In 2018 the commission investigated allegations of anti-competitive conduct in relation to the carriage of freight on ferry services to Waiheke Island. Again, no action was subsequently taken due to lack of evidence.

Anti-competitive behaviour is illegal under section 36 of the act if it restricts the entry of other businesses or deters them from operating efficiently. However, it does not protect individual businesses from facing vigorous, or even aggressive, competition.

Neither is it illegal for a business to have substantial market power, unless it is using that power for an anti-competitive purpose. Businessman and Auckland yachtie William Goodfellow discovered just how hard it is to go up against a well-established company like Fullers when he launched a competing passenger ferry service.

Back in October 2014 the Herald announced Explore’s arrival with this promising headline: “Bright yellow dawn of new Auckland ferry era.” But it was to be a “Yeah, right” moment. Within a year it was all over.

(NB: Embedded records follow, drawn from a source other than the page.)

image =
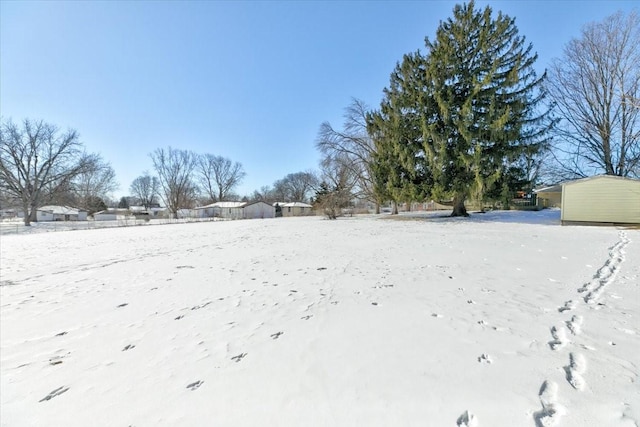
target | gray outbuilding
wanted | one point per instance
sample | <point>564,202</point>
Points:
<point>601,199</point>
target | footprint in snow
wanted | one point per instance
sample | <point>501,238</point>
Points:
<point>485,358</point>
<point>54,393</point>
<point>568,305</point>
<point>575,325</point>
<point>195,385</point>
<point>551,410</point>
<point>467,419</point>
<point>559,338</point>
<point>238,357</point>
<point>577,366</point>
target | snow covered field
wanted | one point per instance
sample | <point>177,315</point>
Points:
<point>503,319</point>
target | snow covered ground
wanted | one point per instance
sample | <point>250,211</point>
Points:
<point>502,319</point>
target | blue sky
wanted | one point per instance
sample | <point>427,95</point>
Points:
<point>251,81</point>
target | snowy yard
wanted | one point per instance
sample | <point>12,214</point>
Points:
<point>504,319</point>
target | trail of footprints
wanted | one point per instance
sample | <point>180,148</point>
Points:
<point>576,367</point>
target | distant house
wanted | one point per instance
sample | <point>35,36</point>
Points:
<point>187,213</point>
<point>601,199</point>
<point>296,209</point>
<point>60,213</point>
<point>549,197</point>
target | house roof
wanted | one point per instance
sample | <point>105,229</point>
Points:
<point>296,205</point>
<point>224,205</point>
<point>256,202</point>
<point>60,210</point>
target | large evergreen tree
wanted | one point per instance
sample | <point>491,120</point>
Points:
<point>474,97</point>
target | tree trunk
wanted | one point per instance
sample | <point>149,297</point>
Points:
<point>458,207</point>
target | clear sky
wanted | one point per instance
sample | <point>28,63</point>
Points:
<point>251,81</point>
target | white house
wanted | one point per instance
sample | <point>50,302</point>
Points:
<point>296,209</point>
<point>259,210</point>
<point>60,213</point>
<point>229,210</point>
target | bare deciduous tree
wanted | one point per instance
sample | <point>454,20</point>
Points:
<point>337,187</point>
<point>145,188</point>
<point>174,169</point>
<point>218,176</point>
<point>295,187</point>
<point>96,182</point>
<point>353,146</point>
<point>595,86</point>
<point>36,160</point>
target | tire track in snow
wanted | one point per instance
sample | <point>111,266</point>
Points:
<point>607,273</point>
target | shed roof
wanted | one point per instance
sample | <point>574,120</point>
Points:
<point>296,205</point>
<point>596,177</point>
<point>552,189</point>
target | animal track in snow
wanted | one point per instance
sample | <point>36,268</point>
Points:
<point>484,358</point>
<point>559,338</point>
<point>577,366</point>
<point>607,273</point>
<point>54,393</point>
<point>568,305</point>
<point>551,411</point>
<point>195,385</point>
<point>467,419</point>
<point>575,325</point>
<point>238,357</point>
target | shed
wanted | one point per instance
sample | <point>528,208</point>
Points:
<point>229,210</point>
<point>60,213</point>
<point>549,197</point>
<point>601,199</point>
<point>259,210</point>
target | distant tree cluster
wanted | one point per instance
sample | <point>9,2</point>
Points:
<point>41,165</point>
<point>470,119</point>
<point>184,179</point>
<point>467,120</point>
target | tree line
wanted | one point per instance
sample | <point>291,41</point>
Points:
<point>467,119</point>
<point>470,119</point>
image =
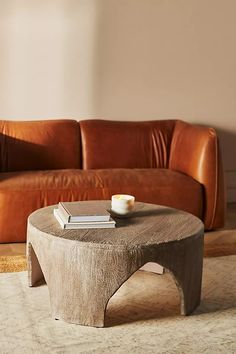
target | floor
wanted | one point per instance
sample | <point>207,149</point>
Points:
<point>217,243</point>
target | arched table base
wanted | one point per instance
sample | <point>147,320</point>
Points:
<point>82,277</point>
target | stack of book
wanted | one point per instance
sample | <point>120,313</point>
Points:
<point>77,215</point>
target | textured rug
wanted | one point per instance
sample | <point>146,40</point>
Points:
<point>142,317</point>
<point>12,263</point>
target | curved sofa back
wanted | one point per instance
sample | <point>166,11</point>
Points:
<point>39,145</point>
<point>115,144</point>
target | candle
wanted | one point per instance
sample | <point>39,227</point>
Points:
<point>122,204</point>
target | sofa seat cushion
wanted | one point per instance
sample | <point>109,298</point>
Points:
<point>23,192</point>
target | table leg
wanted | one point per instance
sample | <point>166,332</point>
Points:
<point>184,259</point>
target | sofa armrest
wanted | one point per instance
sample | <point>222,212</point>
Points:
<point>195,151</point>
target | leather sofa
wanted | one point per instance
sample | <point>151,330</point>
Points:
<point>167,162</point>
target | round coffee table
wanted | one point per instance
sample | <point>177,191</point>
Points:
<point>84,268</point>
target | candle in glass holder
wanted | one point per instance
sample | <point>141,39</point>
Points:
<point>122,204</point>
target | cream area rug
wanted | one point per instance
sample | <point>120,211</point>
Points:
<point>142,317</point>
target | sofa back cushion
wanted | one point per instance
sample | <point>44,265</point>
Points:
<point>113,144</point>
<point>39,145</point>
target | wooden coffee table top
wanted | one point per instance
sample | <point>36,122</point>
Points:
<point>149,224</point>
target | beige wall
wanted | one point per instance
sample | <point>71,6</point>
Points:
<point>122,59</point>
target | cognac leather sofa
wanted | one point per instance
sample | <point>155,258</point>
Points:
<point>167,162</point>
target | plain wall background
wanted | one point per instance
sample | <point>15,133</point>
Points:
<point>122,60</point>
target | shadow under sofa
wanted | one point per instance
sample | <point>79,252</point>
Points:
<point>166,162</point>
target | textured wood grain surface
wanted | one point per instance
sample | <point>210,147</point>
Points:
<point>84,268</point>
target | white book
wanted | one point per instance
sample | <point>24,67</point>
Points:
<point>83,225</point>
<point>83,211</point>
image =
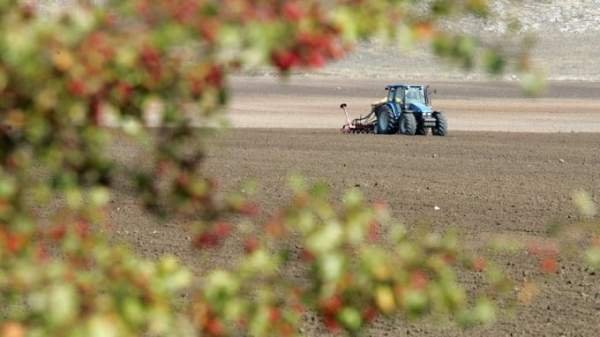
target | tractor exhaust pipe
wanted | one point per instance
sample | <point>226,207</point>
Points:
<point>346,128</point>
<point>343,106</point>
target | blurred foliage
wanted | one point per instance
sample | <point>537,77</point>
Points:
<point>136,64</point>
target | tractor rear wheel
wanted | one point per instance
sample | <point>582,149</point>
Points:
<point>386,123</point>
<point>441,124</point>
<point>408,124</point>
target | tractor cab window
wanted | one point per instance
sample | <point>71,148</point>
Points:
<point>415,95</point>
<point>395,96</point>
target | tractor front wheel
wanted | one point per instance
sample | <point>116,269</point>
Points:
<point>441,124</point>
<point>408,124</point>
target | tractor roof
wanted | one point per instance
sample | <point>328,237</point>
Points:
<point>404,86</point>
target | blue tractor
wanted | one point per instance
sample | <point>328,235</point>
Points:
<point>406,110</point>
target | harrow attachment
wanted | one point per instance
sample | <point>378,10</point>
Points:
<point>364,124</point>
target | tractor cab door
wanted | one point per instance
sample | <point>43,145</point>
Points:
<point>396,98</point>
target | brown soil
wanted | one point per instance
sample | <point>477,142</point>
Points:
<point>484,183</point>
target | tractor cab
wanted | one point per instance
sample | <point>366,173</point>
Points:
<point>414,98</point>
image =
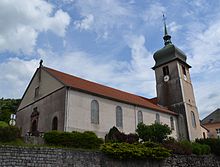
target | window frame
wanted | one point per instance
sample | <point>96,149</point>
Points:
<point>166,71</point>
<point>140,116</point>
<point>94,112</point>
<point>119,116</point>
<point>157,120</point>
<point>193,119</point>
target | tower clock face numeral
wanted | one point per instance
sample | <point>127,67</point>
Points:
<point>166,78</point>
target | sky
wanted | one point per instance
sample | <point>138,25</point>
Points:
<point>111,42</point>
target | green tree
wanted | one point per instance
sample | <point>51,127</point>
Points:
<point>155,132</point>
<point>8,107</point>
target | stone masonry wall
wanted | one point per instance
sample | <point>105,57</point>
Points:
<point>54,157</point>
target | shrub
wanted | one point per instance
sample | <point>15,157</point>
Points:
<point>9,133</point>
<point>133,151</point>
<point>214,144</point>
<point>115,135</point>
<point>3,124</point>
<point>155,132</point>
<point>86,140</point>
<point>181,148</point>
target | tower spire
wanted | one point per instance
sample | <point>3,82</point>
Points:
<point>166,37</point>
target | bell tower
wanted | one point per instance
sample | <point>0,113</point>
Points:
<point>174,87</point>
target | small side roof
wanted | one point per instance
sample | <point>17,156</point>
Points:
<point>214,117</point>
<point>86,86</point>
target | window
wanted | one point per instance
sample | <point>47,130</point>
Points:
<point>36,93</point>
<point>184,70</point>
<point>140,117</point>
<point>171,123</point>
<point>165,71</point>
<point>157,118</point>
<point>34,122</point>
<point>218,133</point>
<point>119,117</point>
<point>193,119</point>
<point>55,123</point>
<point>94,112</point>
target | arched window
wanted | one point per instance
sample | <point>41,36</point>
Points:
<point>119,117</point>
<point>140,117</point>
<point>55,123</point>
<point>157,118</point>
<point>34,126</point>
<point>34,122</point>
<point>193,119</point>
<point>171,123</point>
<point>94,112</point>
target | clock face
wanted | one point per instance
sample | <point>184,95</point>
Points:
<point>166,78</point>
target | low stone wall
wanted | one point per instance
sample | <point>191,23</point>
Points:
<point>54,157</point>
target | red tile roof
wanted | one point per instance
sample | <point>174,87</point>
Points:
<point>104,91</point>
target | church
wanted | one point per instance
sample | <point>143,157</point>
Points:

Despite Explore’s modern boats, comfier seats and USB ports, Goodfellow was unable to compete. Explore customers had to stand in the rain on an uncovered pier while nearby Fullers’ passengers waited in relative comfort. And Fullers owned the bus fleet that met passengers at the Waiheke end. Now two of Explore’s natty ferries, stilI painted in the original yellow-and-black colour scheme, zoom around the harbour under the Fullers brand.

AT says that the completion of the new $170m Downtown Ferry Terminal with its six new piers will help remove barriers for new competitors. Newcomers will have equal access to those piers, Willis says.

The next round of ferry contracts are due for renewal in two years’ time but AT will start the tender process before that. AT is looking at either owning the vessels outright or funding a contractor. Either way the plan is for AT to own the vessels at the end of the contract.

The advantage of that is new competitors will be encouraged to bid because they will not need to fork out millions of dollars upfront to go up against Fullers on some routes.

Horne says Fullers is in for the long haul and has no issue with competition. The company has been talking to AT about how to get more operators into the market and increase services.

“In 10 years time a really joined-up network of ferries would be fantastic for Auckland. And that’s not a Fullers thing, that’s a ferry thing.”